A robust mathematical expression evaluation system designed for assessing Large Language Model outputs in mathematical tasks. This evaluator achieves the highest accuracy and most correct scores compared to existing evaluators:
Evaluator | Score |
---|---|
Harness | 0.0802 |
Qwen | 0.1288 |
Math-Verify | 0.1328 |
pip install math-verify
from math_verify import parse, verify
# Parse the gold and answer
# If you know that gold will only contain latex or expr (no latex env), use
# parse(gold, extraction_config=[LatexExtractionConfig()]) or parse(gold, extraction_config=[ExprExtractionConfig()])
gold = parse("${1,3} \\cup {2,4}$")
answer = parse("${1,2,3,4}$")
# Order here is important!
verify(gold, answer)
# >>> True
Existing math evaluators often fail to correctly assess model outputs due to:
- Strict format requirements (expecting exact patterns like "Final answer is X")
- Limited parsing capabilities (especially for complex mathematical notations)
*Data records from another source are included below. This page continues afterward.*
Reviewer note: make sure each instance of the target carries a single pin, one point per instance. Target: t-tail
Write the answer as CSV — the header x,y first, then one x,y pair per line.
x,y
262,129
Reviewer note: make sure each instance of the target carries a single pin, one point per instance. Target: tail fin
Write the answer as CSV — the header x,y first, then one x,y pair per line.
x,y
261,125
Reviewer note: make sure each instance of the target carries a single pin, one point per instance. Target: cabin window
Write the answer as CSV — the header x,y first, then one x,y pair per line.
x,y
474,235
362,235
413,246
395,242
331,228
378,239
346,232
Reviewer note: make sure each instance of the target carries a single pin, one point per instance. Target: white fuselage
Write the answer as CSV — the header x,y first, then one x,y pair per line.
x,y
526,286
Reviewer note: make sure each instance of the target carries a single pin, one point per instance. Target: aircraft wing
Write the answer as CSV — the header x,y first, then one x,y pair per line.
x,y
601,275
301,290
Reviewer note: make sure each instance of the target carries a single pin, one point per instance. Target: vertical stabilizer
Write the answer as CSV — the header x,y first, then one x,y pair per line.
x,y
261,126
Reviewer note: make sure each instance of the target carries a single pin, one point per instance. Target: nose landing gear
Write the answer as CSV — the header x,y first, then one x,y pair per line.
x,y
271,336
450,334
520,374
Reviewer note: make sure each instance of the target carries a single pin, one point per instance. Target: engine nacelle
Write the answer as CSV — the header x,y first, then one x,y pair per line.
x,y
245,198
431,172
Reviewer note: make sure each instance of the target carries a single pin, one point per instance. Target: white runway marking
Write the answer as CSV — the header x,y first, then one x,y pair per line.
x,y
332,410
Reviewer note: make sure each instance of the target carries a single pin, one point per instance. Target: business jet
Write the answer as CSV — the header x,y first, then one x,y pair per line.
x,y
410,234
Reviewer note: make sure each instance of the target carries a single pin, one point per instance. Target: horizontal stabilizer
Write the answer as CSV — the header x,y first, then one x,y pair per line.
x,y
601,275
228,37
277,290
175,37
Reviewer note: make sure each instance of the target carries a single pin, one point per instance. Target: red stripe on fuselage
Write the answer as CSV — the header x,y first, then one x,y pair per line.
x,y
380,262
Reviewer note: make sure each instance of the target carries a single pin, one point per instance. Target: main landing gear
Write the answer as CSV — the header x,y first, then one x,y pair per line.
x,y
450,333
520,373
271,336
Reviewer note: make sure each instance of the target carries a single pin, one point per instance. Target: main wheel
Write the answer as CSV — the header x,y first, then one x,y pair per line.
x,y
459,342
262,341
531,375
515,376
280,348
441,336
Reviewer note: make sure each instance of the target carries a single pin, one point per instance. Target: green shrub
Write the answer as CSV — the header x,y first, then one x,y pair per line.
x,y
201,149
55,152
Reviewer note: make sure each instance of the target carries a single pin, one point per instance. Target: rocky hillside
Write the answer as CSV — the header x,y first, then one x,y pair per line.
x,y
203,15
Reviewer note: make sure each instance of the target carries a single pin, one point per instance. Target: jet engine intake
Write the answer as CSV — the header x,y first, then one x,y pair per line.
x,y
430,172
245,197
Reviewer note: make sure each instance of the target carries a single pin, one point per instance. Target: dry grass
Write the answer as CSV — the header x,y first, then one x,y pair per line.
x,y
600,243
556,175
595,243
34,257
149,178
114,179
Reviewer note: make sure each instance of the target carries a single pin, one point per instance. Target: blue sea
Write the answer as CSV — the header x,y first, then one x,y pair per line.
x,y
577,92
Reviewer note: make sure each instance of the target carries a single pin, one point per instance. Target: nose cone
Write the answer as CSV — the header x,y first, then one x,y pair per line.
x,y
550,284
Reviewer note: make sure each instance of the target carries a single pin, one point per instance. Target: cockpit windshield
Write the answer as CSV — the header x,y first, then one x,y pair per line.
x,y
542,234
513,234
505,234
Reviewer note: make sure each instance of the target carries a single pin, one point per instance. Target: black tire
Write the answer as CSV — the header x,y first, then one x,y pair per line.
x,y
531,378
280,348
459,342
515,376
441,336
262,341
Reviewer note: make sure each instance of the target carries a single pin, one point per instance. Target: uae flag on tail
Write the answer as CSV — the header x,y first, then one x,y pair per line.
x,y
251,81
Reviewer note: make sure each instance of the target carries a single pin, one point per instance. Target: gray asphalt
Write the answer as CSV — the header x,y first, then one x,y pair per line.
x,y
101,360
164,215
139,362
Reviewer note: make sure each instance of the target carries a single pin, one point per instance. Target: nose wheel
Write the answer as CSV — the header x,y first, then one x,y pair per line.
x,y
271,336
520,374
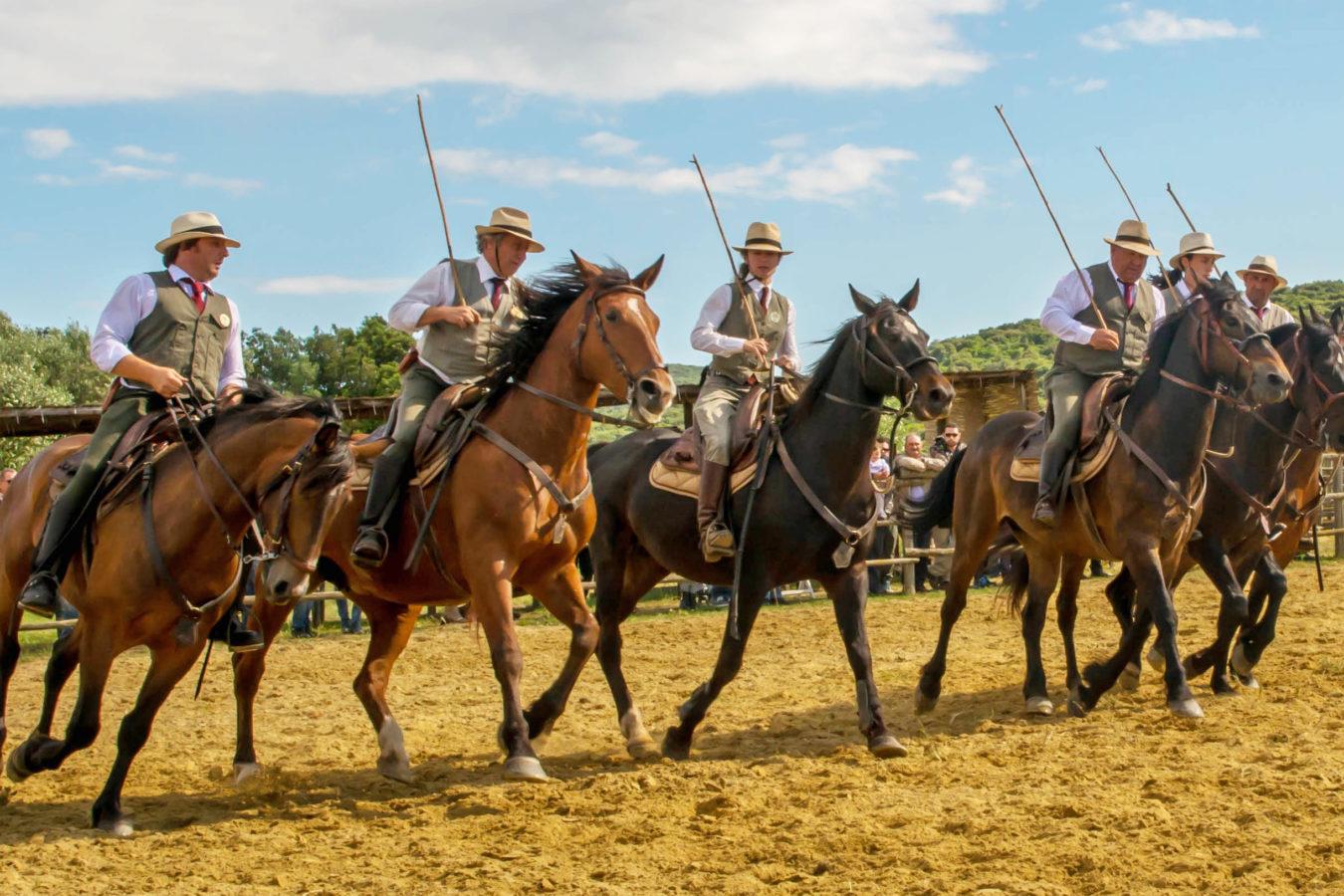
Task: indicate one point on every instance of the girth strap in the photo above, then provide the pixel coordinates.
(566, 504)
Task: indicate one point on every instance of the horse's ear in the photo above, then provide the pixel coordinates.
(327, 437)
(866, 305)
(911, 299)
(645, 278)
(587, 270)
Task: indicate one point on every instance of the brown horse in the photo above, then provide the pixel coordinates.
(283, 462)
(1140, 520)
(496, 527)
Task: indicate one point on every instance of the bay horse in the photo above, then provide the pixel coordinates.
(281, 462)
(1140, 519)
(1246, 496)
(496, 526)
(644, 533)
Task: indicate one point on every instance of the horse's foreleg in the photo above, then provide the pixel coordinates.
(390, 626)
(249, 669)
(848, 596)
(676, 745)
(165, 669)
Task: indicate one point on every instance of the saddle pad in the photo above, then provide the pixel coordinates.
(688, 484)
(1027, 469)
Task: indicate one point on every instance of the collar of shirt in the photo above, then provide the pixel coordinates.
(179, 274)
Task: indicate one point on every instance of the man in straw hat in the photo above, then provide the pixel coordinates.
(161, 332)
(1191, 265)
(745, 332)
(1262, 280)
(1090, 348)
(460, 342)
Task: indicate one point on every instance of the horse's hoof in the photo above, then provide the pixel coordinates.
(887, 747)
(525, 769)
(245, 772)
(1131, 676)
(400, 770)
(1186, 708)
(1039, 707)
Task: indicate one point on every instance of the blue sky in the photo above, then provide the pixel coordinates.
(864, 129)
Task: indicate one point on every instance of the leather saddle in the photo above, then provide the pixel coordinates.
(1097, 438)
(678, 469)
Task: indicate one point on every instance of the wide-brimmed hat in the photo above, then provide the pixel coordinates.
(1263, 265)
(1197, 243)
(511, 220)
(1133, 235)
(764, 237)
(194, 225)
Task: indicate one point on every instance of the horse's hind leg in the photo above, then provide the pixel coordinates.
(563, 596)
(390, 627)
(165, 669)
(848, 592)
(676, 745)
(249, 669)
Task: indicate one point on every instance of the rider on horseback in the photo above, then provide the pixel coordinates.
(161, 332)
(745, 338)
(1090, 348)
(459, 345)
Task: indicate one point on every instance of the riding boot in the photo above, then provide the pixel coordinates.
(715, 537)
(390, 472)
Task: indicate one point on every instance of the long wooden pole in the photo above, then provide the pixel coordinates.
(1172, 193)
(442, 214)
(1139, 218)
(1086, 284)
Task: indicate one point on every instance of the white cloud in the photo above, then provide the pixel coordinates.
(835, 176)
(1159, 26)
(968, 185)
(235, 185)
(80, 51)
(47, 142)
(140, 153)
(331, 285)
(603, 142)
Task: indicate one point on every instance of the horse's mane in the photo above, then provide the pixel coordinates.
(545, 299)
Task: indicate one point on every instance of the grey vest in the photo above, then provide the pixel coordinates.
(772, 327)
(467, 353)
(1132, 326)
(175, 335)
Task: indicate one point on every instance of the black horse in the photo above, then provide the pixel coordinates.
(644, 533)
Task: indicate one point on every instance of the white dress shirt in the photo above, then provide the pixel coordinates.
(1070, 299)
(133, 301)
(706, 336)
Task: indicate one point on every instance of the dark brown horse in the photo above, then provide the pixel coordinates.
(644, 533)
(1170, 412)
(496, 527)
(281, 458)
(1246, 492)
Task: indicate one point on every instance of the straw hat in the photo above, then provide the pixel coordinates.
(764, 238)
(194, 225)
(511, 220)
(1263, 265)
(1197, 243)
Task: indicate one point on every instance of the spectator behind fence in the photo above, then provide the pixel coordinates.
(914, 465)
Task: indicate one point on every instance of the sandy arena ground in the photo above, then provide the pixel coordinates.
(779, 794)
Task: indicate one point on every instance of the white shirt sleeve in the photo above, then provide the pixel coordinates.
(130, 304)
(1063, 304)
(426, 292)
(706, 336)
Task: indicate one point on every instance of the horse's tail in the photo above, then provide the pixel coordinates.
(934, 508)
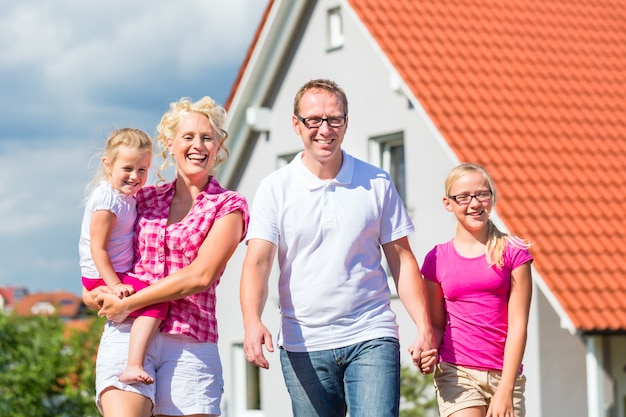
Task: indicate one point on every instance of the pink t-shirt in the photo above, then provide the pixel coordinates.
(162, 249)
(476, 300)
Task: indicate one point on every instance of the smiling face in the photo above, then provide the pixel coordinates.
(128, 171)
(322, 145)
(194, 147)
(474, 215)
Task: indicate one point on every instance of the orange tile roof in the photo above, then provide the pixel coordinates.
(535, 91)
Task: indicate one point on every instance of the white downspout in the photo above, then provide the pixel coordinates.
(595, 379)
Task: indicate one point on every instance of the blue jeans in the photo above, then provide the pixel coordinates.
(363, 378)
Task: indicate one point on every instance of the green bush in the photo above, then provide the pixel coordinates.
(417, 397)
(46, 368)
- Inflexible comparison logic (unable to recognize equivalent expressions) As result, this can lead to significant underestimation of model performance, in extreme cases, even by 40 points.
- Multiple extraction strategies (LaTeX, Plain Numerical Expressions)
- Answer retrieval is done in format agnostic manner, with best effort to extract the answer.
- Supports all standard latex formats for the best retrieval.
- Complete set theory support (Intervals, FiniteSets, set operations)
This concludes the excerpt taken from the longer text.